Patients can keep using Method at their own gyms after they leave CeDAR, she added, and when they do follow-on metabolic testing at 30 days, 60 days or even farther out, “the difference we see is kind of bananas.”
Beyond the body
Method brings other benefits, said LaTisha Bader, PhD, the CeDAR psychologist who leads the Ascent Program. It provides daily structure that addiction-recovery patients often lack. It also helps ensure that patients don’t shift their addictive focus from substances to exercise, work out too hard and get hurt. It speeds up healing because clients feel stronger physically and are better positioned to do the spiritual and emotional heavy lifting so critical to their recovery.
“It helps patients reconnect with this body that you’ve numbed out and that you have used toxins to shut down,” Bader said.
deGruy and the CU Department of Family Medicine are betting that the same will hold for Family Medicine. He brought Edwards in as faculty in 2013 to address the general failure of U.S. primary care in prescribing exercise as medicine.

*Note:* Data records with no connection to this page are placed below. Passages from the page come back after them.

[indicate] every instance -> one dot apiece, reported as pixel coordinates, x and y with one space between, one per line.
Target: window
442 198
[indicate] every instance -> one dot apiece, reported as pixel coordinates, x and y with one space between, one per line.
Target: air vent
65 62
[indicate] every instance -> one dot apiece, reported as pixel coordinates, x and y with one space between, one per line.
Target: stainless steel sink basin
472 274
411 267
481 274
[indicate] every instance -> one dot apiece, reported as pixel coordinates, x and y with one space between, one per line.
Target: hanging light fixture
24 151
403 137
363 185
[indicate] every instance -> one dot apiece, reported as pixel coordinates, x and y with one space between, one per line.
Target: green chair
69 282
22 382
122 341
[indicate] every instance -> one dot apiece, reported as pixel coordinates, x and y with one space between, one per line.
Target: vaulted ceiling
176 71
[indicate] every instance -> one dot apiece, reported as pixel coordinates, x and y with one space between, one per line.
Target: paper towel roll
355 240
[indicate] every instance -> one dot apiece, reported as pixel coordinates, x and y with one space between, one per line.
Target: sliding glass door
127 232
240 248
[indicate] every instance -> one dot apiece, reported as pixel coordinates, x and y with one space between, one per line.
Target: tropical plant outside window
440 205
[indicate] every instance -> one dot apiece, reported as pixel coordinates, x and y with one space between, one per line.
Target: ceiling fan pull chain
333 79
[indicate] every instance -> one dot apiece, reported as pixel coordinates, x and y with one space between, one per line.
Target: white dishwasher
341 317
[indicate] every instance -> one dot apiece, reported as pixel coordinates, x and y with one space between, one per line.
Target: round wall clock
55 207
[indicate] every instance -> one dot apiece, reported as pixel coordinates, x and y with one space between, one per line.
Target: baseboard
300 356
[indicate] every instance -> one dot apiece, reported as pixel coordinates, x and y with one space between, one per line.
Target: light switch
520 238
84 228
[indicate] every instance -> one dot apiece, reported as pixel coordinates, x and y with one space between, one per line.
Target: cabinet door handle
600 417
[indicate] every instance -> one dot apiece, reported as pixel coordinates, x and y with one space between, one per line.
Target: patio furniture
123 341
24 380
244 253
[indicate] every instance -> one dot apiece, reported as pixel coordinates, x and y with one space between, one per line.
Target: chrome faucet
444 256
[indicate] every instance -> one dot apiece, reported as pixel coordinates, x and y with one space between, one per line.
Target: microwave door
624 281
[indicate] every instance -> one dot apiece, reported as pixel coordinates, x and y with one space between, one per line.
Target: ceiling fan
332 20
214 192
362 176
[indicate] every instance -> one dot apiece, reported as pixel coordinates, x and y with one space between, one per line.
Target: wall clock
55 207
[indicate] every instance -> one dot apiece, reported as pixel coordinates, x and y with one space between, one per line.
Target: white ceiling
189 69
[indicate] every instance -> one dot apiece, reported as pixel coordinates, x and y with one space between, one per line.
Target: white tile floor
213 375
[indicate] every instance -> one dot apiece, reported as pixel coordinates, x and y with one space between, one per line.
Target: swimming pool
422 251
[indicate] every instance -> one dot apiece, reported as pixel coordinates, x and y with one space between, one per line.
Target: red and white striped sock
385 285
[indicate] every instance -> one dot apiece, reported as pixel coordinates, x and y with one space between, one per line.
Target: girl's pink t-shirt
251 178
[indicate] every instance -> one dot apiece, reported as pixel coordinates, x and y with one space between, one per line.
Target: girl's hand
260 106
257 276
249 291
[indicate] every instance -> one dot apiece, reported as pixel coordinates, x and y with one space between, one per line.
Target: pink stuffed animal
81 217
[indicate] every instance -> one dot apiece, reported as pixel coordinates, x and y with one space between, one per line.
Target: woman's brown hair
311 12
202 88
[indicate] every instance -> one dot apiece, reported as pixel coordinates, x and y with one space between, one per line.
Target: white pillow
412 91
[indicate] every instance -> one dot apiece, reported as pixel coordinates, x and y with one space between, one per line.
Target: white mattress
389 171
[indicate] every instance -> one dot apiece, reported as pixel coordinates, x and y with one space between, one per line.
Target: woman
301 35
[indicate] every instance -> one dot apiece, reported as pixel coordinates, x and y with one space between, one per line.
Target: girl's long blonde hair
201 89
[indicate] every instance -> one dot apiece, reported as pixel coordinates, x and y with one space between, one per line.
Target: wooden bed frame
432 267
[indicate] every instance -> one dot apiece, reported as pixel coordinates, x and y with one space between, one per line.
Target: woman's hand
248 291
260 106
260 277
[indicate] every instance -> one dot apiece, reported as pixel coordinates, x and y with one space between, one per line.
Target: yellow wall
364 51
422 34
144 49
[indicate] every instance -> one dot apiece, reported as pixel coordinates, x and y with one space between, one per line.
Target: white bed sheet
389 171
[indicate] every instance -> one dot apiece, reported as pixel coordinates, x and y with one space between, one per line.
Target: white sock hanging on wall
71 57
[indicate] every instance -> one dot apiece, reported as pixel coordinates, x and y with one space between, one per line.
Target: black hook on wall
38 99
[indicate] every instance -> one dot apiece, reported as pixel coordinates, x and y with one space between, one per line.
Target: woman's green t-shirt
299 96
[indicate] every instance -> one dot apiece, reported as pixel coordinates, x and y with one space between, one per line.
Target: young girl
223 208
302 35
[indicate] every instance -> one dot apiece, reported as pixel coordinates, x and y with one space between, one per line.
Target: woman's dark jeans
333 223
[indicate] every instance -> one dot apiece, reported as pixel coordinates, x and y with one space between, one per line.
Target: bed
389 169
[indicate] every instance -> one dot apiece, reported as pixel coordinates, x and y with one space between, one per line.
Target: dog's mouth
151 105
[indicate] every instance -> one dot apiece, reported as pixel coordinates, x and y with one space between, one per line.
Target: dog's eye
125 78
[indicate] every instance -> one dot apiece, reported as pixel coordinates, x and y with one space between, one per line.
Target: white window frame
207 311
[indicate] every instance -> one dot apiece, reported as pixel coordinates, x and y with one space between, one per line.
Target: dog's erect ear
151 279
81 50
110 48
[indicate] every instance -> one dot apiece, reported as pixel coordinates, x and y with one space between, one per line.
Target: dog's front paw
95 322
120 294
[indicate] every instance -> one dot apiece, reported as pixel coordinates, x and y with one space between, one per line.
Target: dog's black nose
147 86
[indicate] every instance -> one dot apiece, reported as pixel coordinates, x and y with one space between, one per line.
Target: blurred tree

“We have these cheesy, weak programs for exercise and they don’t work. They’re not very structured and they don’t deal with the psychology or with health behavior change,” deGruy said. “I’m a little bit embarrassed about how ineffective we are in prescribing exercise, and this goes right to the heart of that.”
deGruy and David Clute, MBA, the department’s director of finance and administration, steered Edwards to CU’s Anschutz Medical Campus technology transfer team, now known as CU Innovations. Kimberly Muller, CU Innovations’ director, said it’s not the first time deGruy’s organization knocked on the door.
“The Department of Family Medicine takes a very proactive approach to innovation in trying to really help their faculty members take what they’re doing and translate that for impact,” Muller said.
CU Innovations brought in Method’s CEO, Craig Domeracki, helped establish trademarking and intellectual property protection, and set up the licensing and ownership structure for the company, Muller said.
Now Edwards and the Department of Family Medicine are moving Method into primary care, the aim being to “integrate exercise deep into the fabric of somebody’s personal care plan,” Edwards said.
“The goal is to get every patient involved – not only here, but to be a beacon for this across primary care and sports medicine around the U.S.,” he added.
UCHealth’s AF Williams Family Medicine Clinic, which is well familiar with pioneering change in primary care, is next up. deGruy is hoping to establish a partnership with CU’s Physical Therapy program, which has space in the same Stapleton neighborhood building.
“We’ve got to be really careful about changing the workflow,” he said. “Those clinics run really tight.”
When used in a clinical setting, Method is covered by health insurers. That’s important, deGruy said.
“We’re doing this because it’s good patient care. But we can only do it if we don’t lose too much money,” he said.
If Method is the right prescription for the medicine of exercise in primary care, others will follow, deGruy is convinced. At national family medicine gatherings, “they’re going to want me in the front of the room talking about this.”